Millions have watched his YouTube show where he hacks devices from phones to wheelchairs. Generally his targets for adaption are old game consoles. Heck deconstructs them and morphs them into new, miniaturized, bonsai-like configurations. Whether it be turning an old Super Nintendo into a handheld or reincarnating an Atari 2600 game system, Heck’s adaptions incorporate modern components, better screens, and smaller, less power-hungry elements. Heck himself simply calls his work 'portabilizing'.
Another way of thinking about retro-modders is as an example of what sociologist Henry Jenkins calls 'participatory culture', where gamers cross the threshold of consuming content to re-mixing it. But as 3D printing, low-cost components, and online knowledge communities make modifying old technologies easier to accomplish - modding may shift from being a garage hobby, to being a powerful springboard to disruptive innovation.
Palmer Luckey is a case in point.
Inspired by Heck, he set up a forum called Mod Retro, and in between repairing and selling old iPhones for money, started buying up and modifying old virtual reality gear from the 90s.
In classic modding style, he took the equipment he bought apart to see if he could put it back together with more modern parts.

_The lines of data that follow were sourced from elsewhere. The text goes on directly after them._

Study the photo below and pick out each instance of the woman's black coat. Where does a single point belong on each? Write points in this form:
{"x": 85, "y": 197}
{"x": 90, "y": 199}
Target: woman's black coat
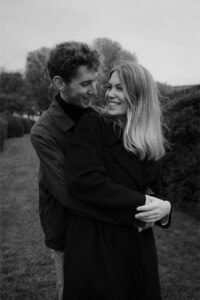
{"x": 106, "y": 257}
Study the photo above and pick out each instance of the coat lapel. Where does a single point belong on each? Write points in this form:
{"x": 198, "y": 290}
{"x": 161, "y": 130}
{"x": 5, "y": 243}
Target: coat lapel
{"x": 126, "y": 159}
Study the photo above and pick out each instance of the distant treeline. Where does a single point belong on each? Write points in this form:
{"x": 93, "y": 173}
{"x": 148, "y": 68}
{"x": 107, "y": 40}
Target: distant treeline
{"x": 31, "y": 93}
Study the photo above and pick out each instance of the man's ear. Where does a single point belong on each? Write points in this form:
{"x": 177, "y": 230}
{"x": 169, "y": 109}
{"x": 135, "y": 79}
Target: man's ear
{"x": 59, "y": 83}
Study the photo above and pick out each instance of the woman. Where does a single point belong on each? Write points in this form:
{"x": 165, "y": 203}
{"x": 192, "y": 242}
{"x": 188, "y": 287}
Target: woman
{"x": 114, "y": 159}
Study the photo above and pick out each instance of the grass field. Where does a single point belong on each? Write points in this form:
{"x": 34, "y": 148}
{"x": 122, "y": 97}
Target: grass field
{"x": 26, "y": 267}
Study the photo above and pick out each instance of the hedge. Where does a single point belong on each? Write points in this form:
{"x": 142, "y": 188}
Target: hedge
{"x": 15, "y": 127}
{"x": 3, "y": 131}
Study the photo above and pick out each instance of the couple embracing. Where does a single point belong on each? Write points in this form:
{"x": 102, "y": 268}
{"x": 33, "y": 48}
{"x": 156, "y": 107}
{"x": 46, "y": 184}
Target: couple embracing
{"x": 99, "y": 178}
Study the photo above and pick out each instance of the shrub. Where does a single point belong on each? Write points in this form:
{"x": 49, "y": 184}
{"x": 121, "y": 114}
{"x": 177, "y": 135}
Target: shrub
{"x": 15, "y": 127}
{"x": 31, "y": 122}
{"x": 26, "y": 125}
{"x": 181, "y": 165}
{"x": 3, "y": 131}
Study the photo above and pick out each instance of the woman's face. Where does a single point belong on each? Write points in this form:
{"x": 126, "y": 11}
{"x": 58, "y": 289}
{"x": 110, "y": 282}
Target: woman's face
{"x": 115, "y": 98}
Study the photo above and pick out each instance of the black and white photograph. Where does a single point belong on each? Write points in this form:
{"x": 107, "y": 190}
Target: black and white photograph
{"x": 99, "y": 150}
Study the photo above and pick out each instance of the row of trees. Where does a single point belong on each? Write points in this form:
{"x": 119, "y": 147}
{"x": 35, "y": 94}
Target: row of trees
{"x": 32, "y": 93}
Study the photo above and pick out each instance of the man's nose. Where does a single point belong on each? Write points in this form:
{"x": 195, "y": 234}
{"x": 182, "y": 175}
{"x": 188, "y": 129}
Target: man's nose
{"x": 110, "y": 94}
{"x": 93, "y": 89}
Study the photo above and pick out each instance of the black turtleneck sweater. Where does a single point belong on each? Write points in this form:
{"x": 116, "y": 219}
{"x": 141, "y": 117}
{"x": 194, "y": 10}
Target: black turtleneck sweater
{"x": 73, "y": 111}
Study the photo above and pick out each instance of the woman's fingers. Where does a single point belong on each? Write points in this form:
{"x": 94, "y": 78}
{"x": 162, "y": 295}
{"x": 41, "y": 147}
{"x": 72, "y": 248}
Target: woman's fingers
{"x": 147, "y": 207}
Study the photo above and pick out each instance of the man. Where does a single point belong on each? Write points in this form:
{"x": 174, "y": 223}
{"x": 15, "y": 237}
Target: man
{"x": 72, "y": 67}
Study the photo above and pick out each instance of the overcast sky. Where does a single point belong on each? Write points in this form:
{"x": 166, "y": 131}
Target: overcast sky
{"x": 164, "y": 34}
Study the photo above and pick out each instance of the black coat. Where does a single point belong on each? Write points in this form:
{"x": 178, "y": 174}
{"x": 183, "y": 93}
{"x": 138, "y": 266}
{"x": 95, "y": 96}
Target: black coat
{"x": 106, "y": 257}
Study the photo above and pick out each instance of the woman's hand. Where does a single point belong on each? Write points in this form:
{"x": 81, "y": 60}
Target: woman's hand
{"x": 145, "y": 226}
{"x": 154, "y": 210}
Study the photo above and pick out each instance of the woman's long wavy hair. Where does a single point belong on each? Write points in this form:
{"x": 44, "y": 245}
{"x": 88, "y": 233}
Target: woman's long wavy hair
{"x": 142, "y": 131}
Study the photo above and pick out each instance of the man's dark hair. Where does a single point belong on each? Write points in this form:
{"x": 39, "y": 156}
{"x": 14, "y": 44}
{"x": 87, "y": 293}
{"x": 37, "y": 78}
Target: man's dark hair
{"x": 65, "y": 58}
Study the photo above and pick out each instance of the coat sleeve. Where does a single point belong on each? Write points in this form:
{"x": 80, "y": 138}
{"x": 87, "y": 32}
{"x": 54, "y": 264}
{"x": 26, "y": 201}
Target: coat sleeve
{"x": 52, "y": 162}
{"x": 91, "y": 189}
{"x": 155, "y": 192}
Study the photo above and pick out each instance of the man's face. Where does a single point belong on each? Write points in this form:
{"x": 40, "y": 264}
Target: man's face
{"x": 81, "y": 90}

He cannibalized components from his collection of head-mounted displays, and created prototypes with brand new screens. These projects were the basis of what would eventually become Oculus Rift, bought by Facebook for $2 billion in 2014, just 18 months after raising $2.4 million on Kickstarter.
There are close parallels between modders and the Maker Movement. Both modders and Makers refuse to see technology as a hermetically sealed package, but rather as a book to be opened, studied, adapted and re-purposed. As as was the case with virtual reality, companies may abandon a technology for economic or strategic reasons, but this doesn’t mean that their prior investments can’t be a platform for continued innovation by a community of hackers and tinkerers.